Ante el tema de la semana de la contracción de nupcias por parte de las minorías sexuales me da ganas de ahondar en un tema más abarcativo, la discriminación. El enano fascista que la mayoría de los argentinos llevamos dentro. Porque estamos ya acostumbrados a escuchar al hombre medio despotricar, oponerse, segmentar a cuanta cosa se encuentra que, le parece, difiere a su visión del mundo.
Va más allá del matrimonio homosexual -gracias a Dios aprobado, porque no puede existir otra concepción de Dios que no incluya el amor y punto-, por estos días pienso también en el atentado a la AMIA –mañana se cumplen 16 años-, pienso en la condena moral preconcebida hacia Mauricio Macri -estén a favor o en contra, no importa, es aún una presunción que resta demostrar-, y pienso en el taxista medio que tenemos que tragarnos los que queremos trasladarnos por la ciudad raudamente y, preferentemente, sin distracciones (Ver Dime de qué hablas y te dire a dónde llegas).
Desde mi perspectiva, discriminar es hacer la fácil. Caer en el error de criticar al otro, agredirlo bajo las creencias universalizadas que intentan sepultar la individualidad que sale y florece de cada persona.
Para discriminar hay que no animarse a sentir lo que le pasa a uno, y por ende trasladar al otro la responsabilidad, para terminar culpándolo de algo que no debería importarnos si estamos centrados en el propio accionar. ¿Qué les importa lo que haga el otro si están contentos con sus vidas?
El término fascista suele relacionarse, con la poca indulgencia del tremendista conciente, con el derechista pero muchas veces es más caracterizable el izquierdista extremo en esa idea de discriminador masivo ya que tiende a generalizar y catalogar rápidamente al que piensa distinto a él como facho.
Si le buscamos una vuelta, el término encaja más con el absolutista, el categórico, el dictador, como suele ser el de posición rotunda y delimitada por una ideología que no deja ser y respirar al que piensa o actúa diferente.

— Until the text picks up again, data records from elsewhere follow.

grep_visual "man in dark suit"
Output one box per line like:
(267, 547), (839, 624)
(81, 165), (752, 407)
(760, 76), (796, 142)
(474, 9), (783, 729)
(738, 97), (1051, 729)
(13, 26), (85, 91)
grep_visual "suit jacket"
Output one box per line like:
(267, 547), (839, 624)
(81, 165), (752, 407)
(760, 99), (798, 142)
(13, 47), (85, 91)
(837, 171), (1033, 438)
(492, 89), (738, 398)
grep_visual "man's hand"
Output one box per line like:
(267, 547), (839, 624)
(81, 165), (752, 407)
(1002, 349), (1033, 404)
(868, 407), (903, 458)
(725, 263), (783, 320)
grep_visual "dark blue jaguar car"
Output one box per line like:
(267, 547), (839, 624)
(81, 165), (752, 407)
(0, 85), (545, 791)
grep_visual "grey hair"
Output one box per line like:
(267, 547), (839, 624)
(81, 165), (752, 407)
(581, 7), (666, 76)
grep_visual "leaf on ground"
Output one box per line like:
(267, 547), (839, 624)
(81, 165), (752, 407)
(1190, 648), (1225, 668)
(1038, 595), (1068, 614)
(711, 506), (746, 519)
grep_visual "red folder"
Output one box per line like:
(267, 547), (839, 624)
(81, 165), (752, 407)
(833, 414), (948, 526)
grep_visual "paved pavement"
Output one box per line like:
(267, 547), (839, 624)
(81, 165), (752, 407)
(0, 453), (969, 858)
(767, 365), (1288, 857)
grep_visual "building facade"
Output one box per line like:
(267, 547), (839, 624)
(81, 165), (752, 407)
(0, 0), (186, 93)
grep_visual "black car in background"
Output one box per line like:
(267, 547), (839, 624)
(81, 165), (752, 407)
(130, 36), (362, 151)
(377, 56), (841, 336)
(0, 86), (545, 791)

El que discrimina suele estar en oposición consigo mismo y eso lo lleva a querer mostrar su exacerbada posición contraria a alguien.
¿Hace falta mostrar que el otro se equivoca para defender la propia perspectiva del mundo?
El argentino, frecuentemente, por su historia de opuestos, suele creer que estar a favor de alguien implica estar en contra de otro.
Nada más lejano de la realidad, pero sólo constatable por el que se animó a descubrirlo.